To carry out its roles, β-catenin has two groups of business associates. In cell–cell adhesion, β-catenin binds to cadherin and α-catenin, whereas it interacts with the T-cell factor (TCF)–Lef complex in Wnt-mediated transcriptional activation. Whether it deals with both of them independently or with each one competitively has troubled researchers in both fields for some time. But Gottardi and Gumbiner now propose that the regulation of distinct molecular forms of β-catenin that differ in their binding properties controls the role that β-catenin carries out.

In studying the binding properties of β-catenin using a 'pull-down' assay, the authors found that β-catenin showed a preference for a TCF fusion protein over a fusion protein that contained the cytoplasmic domain of cadherin — but only when Wnt was present. How, then, might Wnt generate a TCF-selective form of β-catenin? The C terminus of β-catenin can bind to a region within β-catenin, which might prevent β-catenin binding to the cadherin cytoplasmic domain, so the authors surmised that a C-terminus-mediated 'closed' conformation might be incompatible with binding to cadherin, but not to TCF. Indeed, the authors found that, in cadherin-binding fractions of β-catenin, the β-catenin C terminus was much more accessible than in non-binding fractions. Consistent with a role for the C terminus of β-catenin in mediating binding selectivity, a C-terminal-deletion mutant bound equivalently to cadherin and TCF.

Next, Gottardi and Gumbiner carried out binding studies on different cytosolic fractions of β-catenin. Cadherin bound preferentially to a higher-molecular-weight fraction of β-catenin that co-fractionated with α-catenin, whereas TCF bound a lower-molecular-weight fraction that corresponded to monomeric β-catenin (although it could also bind β-catenin–α-catenin dimers). But what about the C-terminal epitope? The authors used antibodies that were designed to recognize specific conformations of β-catenin to show that this region was accessible in the dimeric β-catenin–α-catenin complexes, but not in the monomeric β-catenin form, consistent with their previous findings.

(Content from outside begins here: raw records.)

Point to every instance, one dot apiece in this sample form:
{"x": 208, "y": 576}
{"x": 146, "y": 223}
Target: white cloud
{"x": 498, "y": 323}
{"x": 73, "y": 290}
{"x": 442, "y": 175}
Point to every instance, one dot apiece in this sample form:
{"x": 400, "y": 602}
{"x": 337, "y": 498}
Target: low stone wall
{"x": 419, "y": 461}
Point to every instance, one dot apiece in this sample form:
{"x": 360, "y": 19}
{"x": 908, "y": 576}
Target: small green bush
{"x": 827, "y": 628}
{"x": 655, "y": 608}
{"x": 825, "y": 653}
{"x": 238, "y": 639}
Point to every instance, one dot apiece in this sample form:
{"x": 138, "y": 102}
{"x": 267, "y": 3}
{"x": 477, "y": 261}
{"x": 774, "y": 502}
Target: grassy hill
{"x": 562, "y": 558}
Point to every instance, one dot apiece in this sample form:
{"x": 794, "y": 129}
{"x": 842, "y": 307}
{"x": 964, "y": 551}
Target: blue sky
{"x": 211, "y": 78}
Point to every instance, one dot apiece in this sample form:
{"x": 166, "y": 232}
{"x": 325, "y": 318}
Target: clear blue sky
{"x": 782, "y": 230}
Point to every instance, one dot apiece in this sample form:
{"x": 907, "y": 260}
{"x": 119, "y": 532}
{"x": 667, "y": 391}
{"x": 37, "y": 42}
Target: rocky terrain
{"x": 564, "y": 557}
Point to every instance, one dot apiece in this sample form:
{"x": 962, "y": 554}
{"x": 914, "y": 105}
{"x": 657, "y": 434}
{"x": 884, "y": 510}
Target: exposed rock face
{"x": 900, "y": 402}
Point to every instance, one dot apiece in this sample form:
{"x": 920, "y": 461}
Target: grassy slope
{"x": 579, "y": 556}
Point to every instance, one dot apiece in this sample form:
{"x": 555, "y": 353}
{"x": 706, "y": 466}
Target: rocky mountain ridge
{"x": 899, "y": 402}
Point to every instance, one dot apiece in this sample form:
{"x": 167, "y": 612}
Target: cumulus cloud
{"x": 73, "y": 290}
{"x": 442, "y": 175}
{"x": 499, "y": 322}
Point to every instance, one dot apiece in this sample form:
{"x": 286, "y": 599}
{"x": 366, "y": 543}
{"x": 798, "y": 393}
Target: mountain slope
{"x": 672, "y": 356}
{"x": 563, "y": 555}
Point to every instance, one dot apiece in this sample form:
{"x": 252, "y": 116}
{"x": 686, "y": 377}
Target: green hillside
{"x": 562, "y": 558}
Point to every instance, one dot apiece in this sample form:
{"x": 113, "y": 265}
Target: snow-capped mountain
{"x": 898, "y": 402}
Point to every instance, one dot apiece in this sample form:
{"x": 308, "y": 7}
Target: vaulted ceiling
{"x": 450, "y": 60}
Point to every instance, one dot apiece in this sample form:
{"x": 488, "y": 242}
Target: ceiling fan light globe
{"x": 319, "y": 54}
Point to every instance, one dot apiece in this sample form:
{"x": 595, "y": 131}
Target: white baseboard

β-catenin is subject to post-translational modification — phosphorylation, for example, affects its stability. Gottardi and Gumbiner speculate that such modification influences the conformation that β-catenin adopts, and therefore its chosen binding partner. However, what this modification is and how it arises are unknown. The authors propose that cells contain several distinct forms of β-catenin: one that is N-terminally phosphorylated and subject to degradation; a closed form, which predominantly interacts with TCF to mediate transcription; an open form, which binds both TCF and cadherin; a form that, by interacting with α-catenin, binds to cadherin and mediates adhesion; and, potentially, another form that is inactive.

In contrast to Caenorhabditis elegans, which has several β-catenin gene products that it uses to regulate adhesion and signalling, vertebrates only have one, so the authors propose that the “...generation and targeting of distinct molecular forms of β-catenin could ensure that adhesion and signaling are not always coupled, and when necessary, can be regulated independently of one another.”